I'm looking at house insurance again (always fun) and now that I'm gong to be working from home I'm wondering what the correct answer to the question about business use.
I've spoken to a agent about it but they kept saying that as I'm self-employed I need to say it's clerical use.
But as I'm employed by another company (directly, full-time) that's not the case..

So has any one got any ideas?
Also what does it give and cover for the extra 100 quid a year?
Cheers
Dan


----------



## centenary (Sep 5, 2010)

dreaddan said:


> I'm looking at house insurance again (always fun) and now that I'm gong to be working from home I'm wondering what the correct answer to the question about business use.
> I've spoken to a agent about it but they kept saying that as I'm self-employed I need to say it's clerical use.
> But as I'm employed by another company (directly, full-time) that's not the case..
> 
> ...


My advice about insurance is declare all to them. Do not fail to disclose, be economical with the truth or plain lie.

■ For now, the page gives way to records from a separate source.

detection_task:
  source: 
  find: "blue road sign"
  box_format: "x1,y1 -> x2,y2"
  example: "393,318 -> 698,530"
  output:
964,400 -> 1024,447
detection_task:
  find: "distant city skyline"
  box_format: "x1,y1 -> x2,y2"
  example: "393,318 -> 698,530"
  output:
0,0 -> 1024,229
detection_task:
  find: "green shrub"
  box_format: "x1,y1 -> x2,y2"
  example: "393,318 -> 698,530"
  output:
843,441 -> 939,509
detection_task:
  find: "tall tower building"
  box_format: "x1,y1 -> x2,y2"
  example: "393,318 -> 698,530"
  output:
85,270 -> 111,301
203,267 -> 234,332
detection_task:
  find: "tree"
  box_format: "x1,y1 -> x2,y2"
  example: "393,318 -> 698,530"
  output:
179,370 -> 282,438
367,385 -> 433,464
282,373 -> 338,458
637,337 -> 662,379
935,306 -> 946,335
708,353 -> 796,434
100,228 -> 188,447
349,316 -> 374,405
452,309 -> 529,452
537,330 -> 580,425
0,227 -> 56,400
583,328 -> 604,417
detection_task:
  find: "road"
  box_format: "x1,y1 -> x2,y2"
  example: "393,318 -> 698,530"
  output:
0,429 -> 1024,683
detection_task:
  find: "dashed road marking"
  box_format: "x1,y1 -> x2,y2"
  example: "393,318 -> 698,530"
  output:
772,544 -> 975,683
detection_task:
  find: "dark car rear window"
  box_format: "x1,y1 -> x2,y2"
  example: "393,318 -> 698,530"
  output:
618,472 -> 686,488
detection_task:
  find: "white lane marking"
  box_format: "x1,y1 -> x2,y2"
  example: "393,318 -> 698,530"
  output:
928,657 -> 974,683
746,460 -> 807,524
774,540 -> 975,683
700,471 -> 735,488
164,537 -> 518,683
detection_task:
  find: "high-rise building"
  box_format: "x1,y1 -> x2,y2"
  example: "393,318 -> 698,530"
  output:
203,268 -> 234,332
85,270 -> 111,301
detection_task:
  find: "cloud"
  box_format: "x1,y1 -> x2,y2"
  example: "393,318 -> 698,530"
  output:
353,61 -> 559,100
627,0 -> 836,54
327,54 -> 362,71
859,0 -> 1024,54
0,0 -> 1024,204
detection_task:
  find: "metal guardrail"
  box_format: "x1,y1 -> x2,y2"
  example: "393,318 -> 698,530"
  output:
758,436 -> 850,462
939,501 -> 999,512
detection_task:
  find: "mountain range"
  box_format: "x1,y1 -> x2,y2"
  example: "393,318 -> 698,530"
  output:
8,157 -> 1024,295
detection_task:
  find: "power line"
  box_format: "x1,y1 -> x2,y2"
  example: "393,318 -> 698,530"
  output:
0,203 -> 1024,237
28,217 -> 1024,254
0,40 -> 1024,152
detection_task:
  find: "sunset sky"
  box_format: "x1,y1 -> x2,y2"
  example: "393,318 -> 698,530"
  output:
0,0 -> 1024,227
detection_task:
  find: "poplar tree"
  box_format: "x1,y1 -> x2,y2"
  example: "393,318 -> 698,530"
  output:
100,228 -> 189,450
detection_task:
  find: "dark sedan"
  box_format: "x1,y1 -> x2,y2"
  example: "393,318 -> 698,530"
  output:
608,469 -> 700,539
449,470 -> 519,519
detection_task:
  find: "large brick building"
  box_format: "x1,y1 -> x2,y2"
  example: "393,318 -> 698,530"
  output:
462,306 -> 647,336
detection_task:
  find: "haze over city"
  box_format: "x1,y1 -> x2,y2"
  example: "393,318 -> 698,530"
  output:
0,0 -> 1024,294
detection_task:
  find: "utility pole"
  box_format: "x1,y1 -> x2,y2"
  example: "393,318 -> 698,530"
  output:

This may save you a few quid when you dont have to claim but if you do need to claim, they could refuse to pay out or pay a much reduced amount.

Beep, beep :driver:


----------



## Mirror Finish Details (Aug 21, 2008)

In a previous life I worked from home in sales. I rang Churchill to declare it and it made no difference to my policy. As long as I was employed by my company rather than self employed.

As long as you are not manufacturing anything most policies cover you for occasional working from home.

Or if all else fails keep quiet, if your just there using the phone and computer a few days a week what difference is that to what we all do most evenings.


----------



## Shiny (Apr 23, 2007)

most insurers should be ok with occasional clerical business use from home, as long as there are no business visitors.

if they are asking for another £100, that will most likely be for a full on home workers extension which covers liabilities, business contents etc which you don't really need as your employers should be covering all that.


----------



## dreaddan (Mar 9, 2007)

cheers, I've allways declared everything. the places who charged a extra 100 or so couldnt tell me what that provides - even if it was just due to increased risk!
Lloyd it's perminent working from home. Do you guys do home insurance?


----------



## Shiny (Apr 23, 2007)

We do indeed.


----------



## dreaddan (Mar 9, 2007)

cool I'll give you a bell tomorrow


----------



## M.M (Feb 28, 2009)

Shiny do you do car insurance for 18 year olds that can be paid in beer?:lol:


----------